Stream data from Redpanda to BigQuery for advanced analytics

Blog

Ecosystem Cloud

Power up your data streaming performance in BigQuery with our fast, scalable, and fully-managed Redpanda Cloud

ByVladimír SchreineronJune 1, 2023

Stream data from Redpanda to BigQuery for advanced analytics

A frequent pattern for streaming data architectures is to “sink” data streams to long-term storage for analytics and archival. For this, many data analysts, data scientists, and business intelligence professionals prefer Google BigQuery—a cloud-based data warehouse that can handle petabyte-scale data warehousing and analysis.

Redpanda enhances the ingestion process by directly servicing applications with the streaming data for a real-time experience, while historical data is channeled downstream to powerful analytical systems like Google BigQuery. This enables users to easily perform comprehensive data analysis, including interactive analytics, business intelligence, and predictive analytics with machine learning.

Redpanda is a high-performance, Apache Kafka®-compatible streaming data platform available as a fully-managed service on Google Cloud Platform (GCP). To make it easier for you to pipe data from Redpanda to your preferred data service, we recently released a new Redpanda Cloud connector for Google BigQuery for automated and fully-managed data integration.

You can stream any structured data via Redpanda and write it in a BigQuery table in real time—ready to be analyzed for any number of use cases.

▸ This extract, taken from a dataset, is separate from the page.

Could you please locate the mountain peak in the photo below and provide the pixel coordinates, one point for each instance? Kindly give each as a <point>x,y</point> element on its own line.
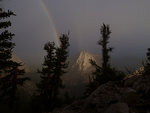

By combining Redpanda's real-time data processing capabilities with BigQuery's robust analytical features, organizations can unlock the full potential of their data and drive informed decision-making. In this post, we’ll show you how to stream data from Redpanda to BigQuery for advanced analytics.

Power up your data streaming performance in BigQuery

Redpanda Cloud allows users to experience a fully-managed and scalable solution for seamlessly ingesting large volumes of streaming data into Google BigQuery. It essentially represents an alternative to directly writing data streams to BigQuery using the write API.

Redpanda adds power to the streaming pipeline so you can:

Connect applications to the streaming data.
Simplify streaming integration by making it fully managed. Redpanda can connect to various data systems (databases, services with REST API) to extract streams of data. This feed can be streamed to BigQuery—all without writing a single line of code. Check the list of systems Redpanda can extract data from.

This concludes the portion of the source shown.